Le président du tribunal a désigné Mme Blin, vice-présidente, en application de l’article R. 222-1 du code de justice administrative, pour statuer par ordonnance dans les cas prévus aux 1° à 7° de cet article.
Considérant ce qui suit :
Aux termes de l’article R. 222-1 du code de justice administrative : (…) les présidents de formation de jugement des tribunal (…) peuvent, par ordonnance : / 7° Rejeter, après l'expiration du délai de recours ou, lorsqu'un mémoire complémentaire a été annoncé, après la production de ce mémoire, les requêtes ne comportant que des moyens de légalité externe manifestement infondés, des moyens irrecevables, des moyens inopérants ou des moyens qui ne sont assortis que de faits manifestement insusceptibles de venir à leur soutien ou ne sont manifestement pas assortis des précisions permettant d'en apprécier le bien-fondé. (…) ».

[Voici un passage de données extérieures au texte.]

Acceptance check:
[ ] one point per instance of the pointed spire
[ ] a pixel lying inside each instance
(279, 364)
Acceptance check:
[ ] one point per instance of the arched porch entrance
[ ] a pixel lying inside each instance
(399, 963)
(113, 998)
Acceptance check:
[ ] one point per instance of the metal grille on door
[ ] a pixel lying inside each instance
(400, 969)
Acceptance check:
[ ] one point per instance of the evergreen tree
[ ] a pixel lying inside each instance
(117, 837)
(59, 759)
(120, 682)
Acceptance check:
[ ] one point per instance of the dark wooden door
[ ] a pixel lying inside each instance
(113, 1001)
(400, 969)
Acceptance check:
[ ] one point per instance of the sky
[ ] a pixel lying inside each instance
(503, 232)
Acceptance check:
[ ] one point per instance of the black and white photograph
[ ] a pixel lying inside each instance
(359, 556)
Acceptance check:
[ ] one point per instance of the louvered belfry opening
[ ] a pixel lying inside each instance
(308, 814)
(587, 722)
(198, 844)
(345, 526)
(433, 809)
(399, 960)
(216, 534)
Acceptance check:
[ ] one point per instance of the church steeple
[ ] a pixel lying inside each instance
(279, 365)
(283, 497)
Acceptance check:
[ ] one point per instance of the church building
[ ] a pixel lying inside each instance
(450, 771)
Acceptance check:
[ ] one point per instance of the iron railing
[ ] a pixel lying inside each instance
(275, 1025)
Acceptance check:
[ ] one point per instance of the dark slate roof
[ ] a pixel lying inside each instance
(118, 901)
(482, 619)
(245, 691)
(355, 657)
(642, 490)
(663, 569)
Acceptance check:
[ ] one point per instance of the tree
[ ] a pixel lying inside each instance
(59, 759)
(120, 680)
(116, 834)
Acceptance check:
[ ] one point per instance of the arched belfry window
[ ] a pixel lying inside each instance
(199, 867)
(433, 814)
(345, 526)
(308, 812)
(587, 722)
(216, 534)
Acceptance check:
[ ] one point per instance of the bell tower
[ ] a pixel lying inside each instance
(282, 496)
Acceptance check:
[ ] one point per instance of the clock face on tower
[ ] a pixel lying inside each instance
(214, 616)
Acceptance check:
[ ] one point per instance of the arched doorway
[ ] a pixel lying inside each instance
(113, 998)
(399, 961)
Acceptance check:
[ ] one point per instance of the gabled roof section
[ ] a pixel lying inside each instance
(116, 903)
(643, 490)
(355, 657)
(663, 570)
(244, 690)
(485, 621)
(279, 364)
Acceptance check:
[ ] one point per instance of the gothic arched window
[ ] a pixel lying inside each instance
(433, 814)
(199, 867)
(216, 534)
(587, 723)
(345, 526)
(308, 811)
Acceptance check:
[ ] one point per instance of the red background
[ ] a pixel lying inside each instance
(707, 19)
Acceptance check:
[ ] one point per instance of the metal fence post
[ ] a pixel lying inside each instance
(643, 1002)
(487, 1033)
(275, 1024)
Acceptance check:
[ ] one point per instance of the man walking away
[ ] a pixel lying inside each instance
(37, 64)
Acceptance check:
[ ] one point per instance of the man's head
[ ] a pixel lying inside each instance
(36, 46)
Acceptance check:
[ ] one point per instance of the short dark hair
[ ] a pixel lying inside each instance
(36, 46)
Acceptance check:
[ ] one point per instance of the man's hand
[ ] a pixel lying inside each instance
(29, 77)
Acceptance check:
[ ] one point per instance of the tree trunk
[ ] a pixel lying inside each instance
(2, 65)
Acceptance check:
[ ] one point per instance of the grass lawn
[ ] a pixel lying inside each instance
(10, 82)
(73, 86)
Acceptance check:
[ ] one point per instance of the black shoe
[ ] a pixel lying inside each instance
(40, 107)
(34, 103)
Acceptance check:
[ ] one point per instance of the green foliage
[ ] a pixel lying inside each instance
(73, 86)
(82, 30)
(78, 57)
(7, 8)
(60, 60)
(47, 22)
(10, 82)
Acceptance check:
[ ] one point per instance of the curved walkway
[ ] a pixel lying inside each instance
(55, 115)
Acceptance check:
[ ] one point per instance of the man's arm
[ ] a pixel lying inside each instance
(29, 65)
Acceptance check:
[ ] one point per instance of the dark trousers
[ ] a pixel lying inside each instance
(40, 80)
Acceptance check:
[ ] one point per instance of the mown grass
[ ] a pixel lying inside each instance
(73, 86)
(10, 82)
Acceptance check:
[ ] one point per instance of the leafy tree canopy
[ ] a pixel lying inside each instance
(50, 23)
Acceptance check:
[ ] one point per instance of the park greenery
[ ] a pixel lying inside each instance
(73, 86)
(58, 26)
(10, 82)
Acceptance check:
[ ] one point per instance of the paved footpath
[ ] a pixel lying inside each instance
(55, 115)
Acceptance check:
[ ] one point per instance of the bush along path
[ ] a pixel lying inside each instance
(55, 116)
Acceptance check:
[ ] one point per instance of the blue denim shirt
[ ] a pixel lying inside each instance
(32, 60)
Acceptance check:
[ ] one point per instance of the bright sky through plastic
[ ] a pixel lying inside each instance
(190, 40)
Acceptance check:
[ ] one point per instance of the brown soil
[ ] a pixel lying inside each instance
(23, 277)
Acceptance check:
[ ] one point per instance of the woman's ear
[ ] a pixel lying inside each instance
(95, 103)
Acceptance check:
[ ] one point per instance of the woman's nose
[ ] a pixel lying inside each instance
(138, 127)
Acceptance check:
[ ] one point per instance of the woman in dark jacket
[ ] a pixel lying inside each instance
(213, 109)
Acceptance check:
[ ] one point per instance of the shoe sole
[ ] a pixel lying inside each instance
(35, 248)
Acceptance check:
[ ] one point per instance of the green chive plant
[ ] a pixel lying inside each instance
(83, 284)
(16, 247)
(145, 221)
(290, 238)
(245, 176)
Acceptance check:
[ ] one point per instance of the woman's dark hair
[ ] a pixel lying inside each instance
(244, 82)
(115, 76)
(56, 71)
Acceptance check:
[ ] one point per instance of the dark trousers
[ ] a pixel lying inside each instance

Par un arrêté du 18 mai 2023, qui reprend les éléments de la situation administrative et personnelle du requérant et qui est, par suite, suffisamment motivé en droit et en fait, le préfet de Mayotte a rejeté la demande de titre de séjour portant la mention « vie privée et familiale » de M. B..., ressortissant comorien né le 31 décembre 1986, et lui a fait obligation de quitter le territoire français dans un délai d’un mois à destination des Comores, au motif qu’il ne remplit pas les conditions prévues par les articles L. 423-7 et L. 423-8 du code de l’entrée et du séjour des étrangers et du droit d’asile. Pour contester cette décision, le requérant se prévaut de sa qualité de parent de deux enfants, dont l’un est français, né le 3 novembre 2005, et expose qu’il contribue à son entretien et son éducation depuis sa naissance. A cet égard, les pièces produites par M. B... à l’appui de sa requête ne permettent cependant d’établir la présence que de son enfant de nationalité française, le requérant n’apportant aucun élément à l’égard d’un deuxième enfant. Par ailleurs, M. B..., qui ne justifie pas d’une communauté de vie avec son enfant, ne justifie pas davantage de sa contribution à l’entretien et l’éducation de son fils, en se bornant à produire quelques factures d’achats alimentaire, de fournitures et de vêtements sur la période 2016 à 2023, et une attestation de scolarité pour les années scolaires 2020-2021 et 2021-2022, et ne fait état, dans sa requête sommaire, d’aucun élément susceptible de remettre en cause les faits relevés par le préfet et ne verse aucune pièce probante de nature à venir au soutien du moyen soulevé. Par suite, les moyens tirés de l’erreur manifeste d'appréciation de sa situation quant aux conséquences de l’arrêté sur sa situation personnelle, de la méconnaissance de son droit au respect de sa vie privée et familiale protégé par l’article 8 de la convention européenne de sauvegarde des droits de l’homme et des libertés fondamentales et de l’article 3-1 de la convention internationale relative aux droits de l’enfant, ne peuvent dès lors être accueillis.
Dès lors, la requête de M. B... ne comporte que des moyens qui ne sont manifestement pas assortis des précisions permettant d’en apprécier le bien-fondé ou de faits susceptibles de venir à leur soutien. Par suite, il y a lieu de faire application des dispositions précitées de l’article R. 222-1, 7° du code de justice administrative et de rejeter la requête en toutes ses conclusions.
O R D O N N E :
Article 1er : La requête de M. B... est rejetée.
Article 2 : La présente ordonnance sera notifiée à M. A... B....
Copie en sera adressée au préfet de Mayotte.
Fait à Mamoudzou, le 21 février 2025.
La présidente de la 2ème chambre,
A. BLIN
La République mande et ordonne au préfet de Mayotte en ce qui le concerne ou à tous commissaires de justice à ce requis en ce qui concerne les voies de droit commun contre les parties privées, de pourvoir à l’exécution de la présente décision.